After the consultation, an appointment was booked to have the thing removed. Then, while I was in the carpark, they rang and moved it forward by a week. Eeek!
So, a fortnight after seeing the doctor, I was having outpatient surgery, with a local anaesthetic. I decided, rather daringly I thought, to take my Kindle in with me, to give me something to do while they tackled whatever it was. The consultant was fine about that, she said loads of people are plugged into this and that during ops these days, the only trouble is when they drop an iPod into a wound and she has to fish it out, and she asked me what I was reading. It was Dear Nina, by Nina Stibbe, written when she was a nanny to the sons of Mary-Kay Wilmers of the London Review of Books, and film director Stephen Frears. It’s a very funny tale, enlivened by neighbours like Jonathan Miller (who Nina thought was an opera singer) and Alan Bennett (she was convinced he’d been in Coronation Street). I’d just got to the bit where Alan Bennett mends the inner tube of her bicycle tyre. “Oh, I used to live in that road, when Alan Bennett had the woman in the caravan living in his drive,’ said the consultant.

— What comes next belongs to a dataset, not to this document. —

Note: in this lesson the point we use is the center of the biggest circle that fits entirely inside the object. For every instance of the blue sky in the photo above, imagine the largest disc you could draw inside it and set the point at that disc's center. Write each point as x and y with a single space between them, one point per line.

Small world. Small operating theatre. We spent the rest of the procedure laughing about highlights from the book. At one point, the consultant’s underling asked her why she’d moved. She fixed him with a look. ‘Let’s just say Camden lost its appeal,’ she said.
Hmm, there’s a story there, I think. Maybe she was sick of Jonathan Miller singing Nessun Dorma in the back garden . Maybe Alan Bennett’s bicycle repair business threatened to lower the tone of the neighbourhood. Plenty to ponder. Meanwhile, the NHS has slowed back down to its usual glacial pace. Thank goodness.